3. Key Contributions

1. Generalized Shear Formalism: The derivation of transformation matrices allowing for the application of pure and simple shear at arbitrary angles within periodic boundary conditions, enabling bulk material studies without surface effects.
2. Mapping Instability Lines: The ability to map "instability lines" in phase space, showing that a single rearrangement event can persist over a broad angular range (sometimes $>90^\circ$).
3. Characterization of Instability Interactions: A systematic classification of how instability lines behave as the shear angle varies:
   • Crossing: Lines can pass through one another with minimal interaction.
   • Merging/Transition: Lines can smoothly transition into one another or abruptly switch.
   • Termination: Lines can end abruptly or fade out.
4. Hysteron Scaling Laws: A detailed investigation of "hysterons" (rearrangements that undo themselves upon reversing shear) near their disappearance point, revealing specific scaling behaviors.

4. Key Results

• Persistence of Instabilities:

  • Instabilities are not isolated to specific angles; they form continuous "lines" in the $(\theta, \gamma)$ phase space.
  • A single rearrangement can persist over angular ranges exceeding $90^\circ$. This implies that the "soft spot" has an inherent $180^\circ$ symmetry, and the triggering condition depends on the projection of the strain matrix onto the feature's orientation, rather than the total strain magnitude.

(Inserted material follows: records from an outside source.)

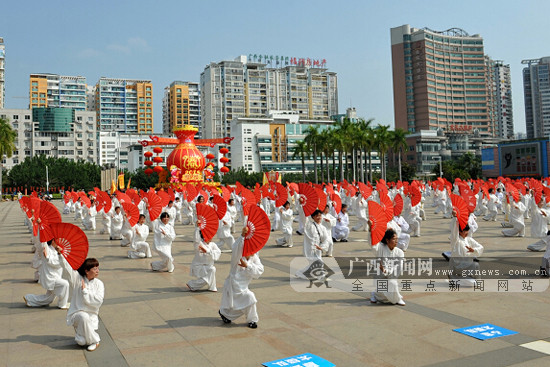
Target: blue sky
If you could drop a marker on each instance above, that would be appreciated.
(174, 40)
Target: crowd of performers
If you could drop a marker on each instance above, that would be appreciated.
(327, 224)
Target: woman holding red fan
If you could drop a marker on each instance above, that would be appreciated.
(87, 298)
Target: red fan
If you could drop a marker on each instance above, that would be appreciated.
(337, 202)
(281, 194)
(219, 205)
(226, 193)
(248, 200)
(257, 194)
(134, 197)
(461, 208)
(132, 213)
(154, 206)
(386, 203)
(397, 205)
(416, 195)
(379, 221)
(105, 200)
(308, 198)
(48, 215)
(207, 221)
(322, 199)
(259, 228)
(365, 190)
(73, 241)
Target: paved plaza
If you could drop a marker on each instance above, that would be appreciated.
(151, 319)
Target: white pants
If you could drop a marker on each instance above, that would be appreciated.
(166, 261)
(250, 313)
(85, 326)
(61, 290)
(141, 250)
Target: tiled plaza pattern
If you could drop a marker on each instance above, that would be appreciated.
(150, 319)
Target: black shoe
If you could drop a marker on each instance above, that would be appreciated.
(224, 319)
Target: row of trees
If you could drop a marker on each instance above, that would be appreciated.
(354, 141)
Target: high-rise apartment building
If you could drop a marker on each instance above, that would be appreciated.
(499, 97)
(536, 89)
(52, 90)
(181, 106)
(239, 88)
(124, 105)
(2, 77)
(440, 81)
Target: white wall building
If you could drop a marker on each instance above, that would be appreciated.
(76, 142)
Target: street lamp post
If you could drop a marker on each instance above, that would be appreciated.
(438, 158)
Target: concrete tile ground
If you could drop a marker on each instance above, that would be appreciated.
(151, 319)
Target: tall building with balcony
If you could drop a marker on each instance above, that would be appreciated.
(536, 89)
(124, 105)
(241, 88)
(52, 90)
(181, 106)
(440, 81)
(2, 77)
(499, 98)
(52, 131)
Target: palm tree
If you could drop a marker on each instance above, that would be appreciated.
(7, 144)
(312, 139)
(398, 144)
(301, 150)
(382, 142)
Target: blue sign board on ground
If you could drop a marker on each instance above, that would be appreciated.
(301, 360)
(485, 331)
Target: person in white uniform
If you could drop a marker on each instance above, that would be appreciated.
(50, 277)
(202, 266)
(163, 236)
(237, 298)
(140, 247)
(87, 297)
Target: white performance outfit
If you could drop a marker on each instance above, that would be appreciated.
(140, 247)
(237, 299)
(224, 232)
(461, 260)
(287, 218)
(516, 220)
(51, 279)
(164, 235)
(85, 303)
(202, 266)
(328, 222)
(341, 229)
(392, 261)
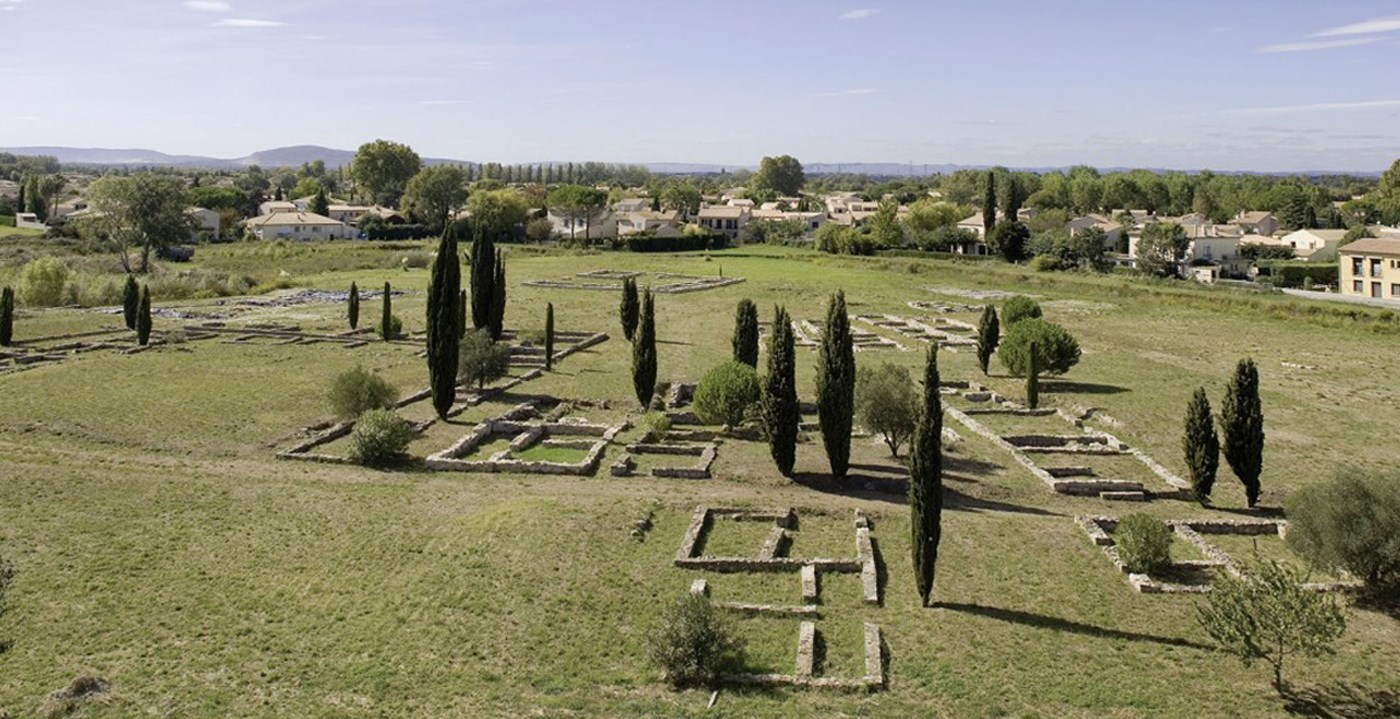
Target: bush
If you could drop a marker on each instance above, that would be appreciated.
(1019, 308)
(359, 390)
(380, 438)
(727, 395)
(1144, 543)
(1057, 349)
(1351, 523)
(42, 283)
(695, 644)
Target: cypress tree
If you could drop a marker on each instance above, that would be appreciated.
(1242, 425)
(1201, 445)
(1033, 376)
(644, 353)
(926, 480)
(483, 276)
(630, 308)
(836, 386)
(499, 298)
(130, 301)
(746, 333)
(989, 336)
(387, 316)
(143, 318)
(549, 336)
(353, 305)
(6, 316)
(780, 406)
(443, 339)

• Interaction of Rearrangements:

  • Crossing: In small systems where spatial avoidance is impossible, two distinct rearrangement lines can cross. The particle displacements for the two events remain distinct, allowing them to "pass through" each other with minimal interaction.
  • Termination Modes:
    • Abrupt End: A line ends without a nearby alternative.
    • Smooth Transition: A line gradually changes into another (indicated by smooth color changes in correlation matrices).
    • Abrupt Switch: A line jumps to a different rearrangement without a large strain jump, detectable only via correlation analysis.

• Closing of Hysterons:

  • As the shear angle $\theta$ approaches the point where a hysteron disappears, the hysteresis loop width ($\gamma_h = \gamma_+ - \gamma_-$) shrinks to zero.
  • Scaling Behavior: As $\gamma_h \to 0$, the energy drop ($\Delta E$) and particle displacement norm ($\Delta r$) scale smoothly with the hysteresis width:
    • $\Delta E \propto \gamma_h^{1.55 \pm 0.04}$
    • $\Delta r \propto \gamma_h^{0.57 \pm 0.05}$
  • This scaling is intrinsic to individual rearrangements, distinct from ensemble averages.

• Path Dependence and Memory:

  • The authors demonstrated that one can circumvent an instability entirely by taking a path in phase space that goes "around" the rearrangement line (e.g., changing the angle to avoid the critical strain).
  • This confirms that identical final particle configurations can be reached via paths that include rearrangements and paths that do not, highlighting the complex topology of the energy landscape.

5. Significance

This work fundamentally advances the understanding of failure in amorphous solids by moving beyond uniaxial loading constraints.

• Geometric Signature of Failure: It suggests that failure events possess a geometric signature (orientation-dependent) that persists even when the local rearrangement does not look like a classic quadrupole.
• Memory Formation: By revealing how hysterons close and how rearrangements persist or merge, the study provides a deeper mechanism for how disordered solids "remember" cyclic deformations.
• Universality: The technique is applicable to various dimensions, system sizes, and material types (network solids, suspensions, fluids), offering a unified framework to study plasticity and jamming.
• Predictive Power: Understanding the angular dependence of instabilities helps in predicting how materials will respond to complex, multi-axial stress states, which is crucial for engineering applications involving disordered materials.